Огромная светлая хата. И шконок до едрени фени - аж четыре ряда. Три стола, две параши, ни чего себе, о-го-го!
- Привет, Професор! - о, знакомое рыло, виделись в два один, по моему ушел на суд еще при Тите. Как звать, не помню. Отвечаю, кладя матрац на лавочку возле стола:
- Привет, привет, про Тита слышал?
- Слышал, а как ты?
- Я потом в шесть девять сидел...
Играющие за столом в нарды, явно блатяки, навострили уши. Я продолжил:
- Сейчас с венчанья, шестерик дали, правда сразу после суда в трюме чалился, за судью-суку да под молотки попал...
Один из игроков, в трусах, .в синем джинсовом пиджаке и такой же кепке, худой до не могу, не выдержал и отложив кости, повернулся ко мне:
- За что шестерик?
- Я по 70, - вижу непонимание в бесцветных, водянистых глазах на худом, носатом лице, поясняю:
- Антисоветская агитация и пропаганда. Листовки печатали - декларацию прав человека разъясняли, - ставлю точки над "и".

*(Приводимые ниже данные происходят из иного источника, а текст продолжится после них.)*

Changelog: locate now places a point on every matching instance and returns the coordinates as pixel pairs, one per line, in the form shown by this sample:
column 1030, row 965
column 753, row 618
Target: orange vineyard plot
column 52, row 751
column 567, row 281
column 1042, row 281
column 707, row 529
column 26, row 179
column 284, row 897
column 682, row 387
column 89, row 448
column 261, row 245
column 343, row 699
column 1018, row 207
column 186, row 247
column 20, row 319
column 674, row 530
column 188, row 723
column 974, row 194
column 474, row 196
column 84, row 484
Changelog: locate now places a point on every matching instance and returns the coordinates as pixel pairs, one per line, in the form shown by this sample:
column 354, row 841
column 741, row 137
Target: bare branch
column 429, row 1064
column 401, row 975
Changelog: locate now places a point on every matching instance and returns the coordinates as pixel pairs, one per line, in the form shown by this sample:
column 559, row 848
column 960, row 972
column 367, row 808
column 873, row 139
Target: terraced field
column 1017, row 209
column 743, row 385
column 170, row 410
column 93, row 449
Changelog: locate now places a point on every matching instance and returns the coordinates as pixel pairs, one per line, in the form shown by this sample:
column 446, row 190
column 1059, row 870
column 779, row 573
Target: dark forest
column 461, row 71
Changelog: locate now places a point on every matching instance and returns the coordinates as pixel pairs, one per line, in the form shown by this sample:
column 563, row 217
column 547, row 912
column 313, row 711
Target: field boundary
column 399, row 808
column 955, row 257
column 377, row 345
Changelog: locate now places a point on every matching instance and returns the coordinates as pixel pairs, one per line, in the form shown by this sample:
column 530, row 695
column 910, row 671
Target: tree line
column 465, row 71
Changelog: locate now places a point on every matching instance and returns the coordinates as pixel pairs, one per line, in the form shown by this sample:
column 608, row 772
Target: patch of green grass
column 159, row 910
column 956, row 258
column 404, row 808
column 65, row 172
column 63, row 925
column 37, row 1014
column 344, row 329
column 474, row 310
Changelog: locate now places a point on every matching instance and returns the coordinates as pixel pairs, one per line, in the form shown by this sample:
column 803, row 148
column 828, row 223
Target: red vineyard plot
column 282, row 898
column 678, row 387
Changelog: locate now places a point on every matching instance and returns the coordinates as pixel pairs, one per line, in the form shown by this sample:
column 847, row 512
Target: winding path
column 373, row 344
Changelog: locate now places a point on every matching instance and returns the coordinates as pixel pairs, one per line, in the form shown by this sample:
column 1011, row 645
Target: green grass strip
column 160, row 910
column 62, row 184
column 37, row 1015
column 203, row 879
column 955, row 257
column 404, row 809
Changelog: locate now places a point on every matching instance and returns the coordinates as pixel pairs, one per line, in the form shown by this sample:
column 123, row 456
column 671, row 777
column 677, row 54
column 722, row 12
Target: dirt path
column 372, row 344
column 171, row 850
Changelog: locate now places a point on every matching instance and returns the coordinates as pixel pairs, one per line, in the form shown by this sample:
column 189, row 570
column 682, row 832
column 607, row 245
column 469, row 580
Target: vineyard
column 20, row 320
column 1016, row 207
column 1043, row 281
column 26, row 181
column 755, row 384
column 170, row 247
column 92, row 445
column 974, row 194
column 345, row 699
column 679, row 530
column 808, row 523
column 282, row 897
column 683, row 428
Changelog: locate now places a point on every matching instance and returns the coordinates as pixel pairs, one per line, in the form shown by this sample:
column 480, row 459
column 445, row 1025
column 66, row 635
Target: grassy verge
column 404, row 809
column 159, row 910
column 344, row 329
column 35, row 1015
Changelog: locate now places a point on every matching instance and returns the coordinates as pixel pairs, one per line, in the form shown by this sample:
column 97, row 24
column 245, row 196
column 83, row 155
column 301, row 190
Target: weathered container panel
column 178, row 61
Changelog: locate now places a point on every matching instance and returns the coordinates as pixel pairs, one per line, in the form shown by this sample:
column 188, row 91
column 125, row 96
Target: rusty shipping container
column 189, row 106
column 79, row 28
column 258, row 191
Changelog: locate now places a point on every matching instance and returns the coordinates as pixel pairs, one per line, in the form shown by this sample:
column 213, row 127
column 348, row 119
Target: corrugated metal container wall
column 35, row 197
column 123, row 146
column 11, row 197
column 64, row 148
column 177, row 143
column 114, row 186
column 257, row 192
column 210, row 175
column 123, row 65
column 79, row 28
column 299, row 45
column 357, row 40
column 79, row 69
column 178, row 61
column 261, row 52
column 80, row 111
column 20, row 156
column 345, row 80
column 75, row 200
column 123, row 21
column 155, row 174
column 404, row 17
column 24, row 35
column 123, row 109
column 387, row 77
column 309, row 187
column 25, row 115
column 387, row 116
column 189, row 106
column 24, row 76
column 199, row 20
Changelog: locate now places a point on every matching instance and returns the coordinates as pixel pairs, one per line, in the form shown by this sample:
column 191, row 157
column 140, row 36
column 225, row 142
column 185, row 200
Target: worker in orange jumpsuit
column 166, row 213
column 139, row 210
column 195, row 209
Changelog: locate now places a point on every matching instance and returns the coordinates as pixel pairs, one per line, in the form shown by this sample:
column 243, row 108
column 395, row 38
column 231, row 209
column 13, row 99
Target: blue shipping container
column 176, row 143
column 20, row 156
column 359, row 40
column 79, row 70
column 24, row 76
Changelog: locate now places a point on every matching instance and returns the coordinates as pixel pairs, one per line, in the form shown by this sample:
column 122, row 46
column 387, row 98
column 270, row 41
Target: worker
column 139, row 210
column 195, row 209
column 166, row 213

Блатяк, поигрывая зарами (костями) в длинных пальцах, недоверчиво смотрит на меня:
- За листовки шестерик? Темнишь, землячок...
- Обвиниловка на руках, приговор принесут днями.
- В шесть девять сидел, не в этой ли семейке?
Я пожимаю плечами и улыбаясь на псевдокрутизну молодого блатяка, отвечаю:
- Я с беспредельщиками бился, я и Кострома. Остальные молчали и гнулись.
Можешь туда подкричать, можешь здесь узнать.
Отвернувшись к своему знакомому, спрашиваю его, уже залезшего на шконку, подальше от этого базара:
- Что за хата?
Блатяк в трусах и кепке не отстает:
- Херами богата! Я с тобою базарю, а ты вертишься, как вошь на ногте...
Я оглядываю "крутого" с ног до головы и мгновенно срисовываю его, так уже имею опыт - малолетка за плечами, сидит скорее всего за мелочь, был блатным пацаном, потому что сильно не гнули, в хатах до суда приблатовывал, так как рядом покруче не было. Решаю ввязаться в базар, так как мне здесь жить, да и вообще я не тот Професор, которого на тюрягу привезли:
- Послушай, земляк, ты че на себя тянешь? А? Я тебе должен? Или я у тебя украл? Имеешь что, скажи прямо - отвечу. Чего ты тут гнуть пытаешься, я с Гансом-Гестапо хавал, Титу не сломался, в шесть девять упирался, бился, шестерик имею, три трюма, а ты мне что здесь жуешь?! - выкатываю глаза.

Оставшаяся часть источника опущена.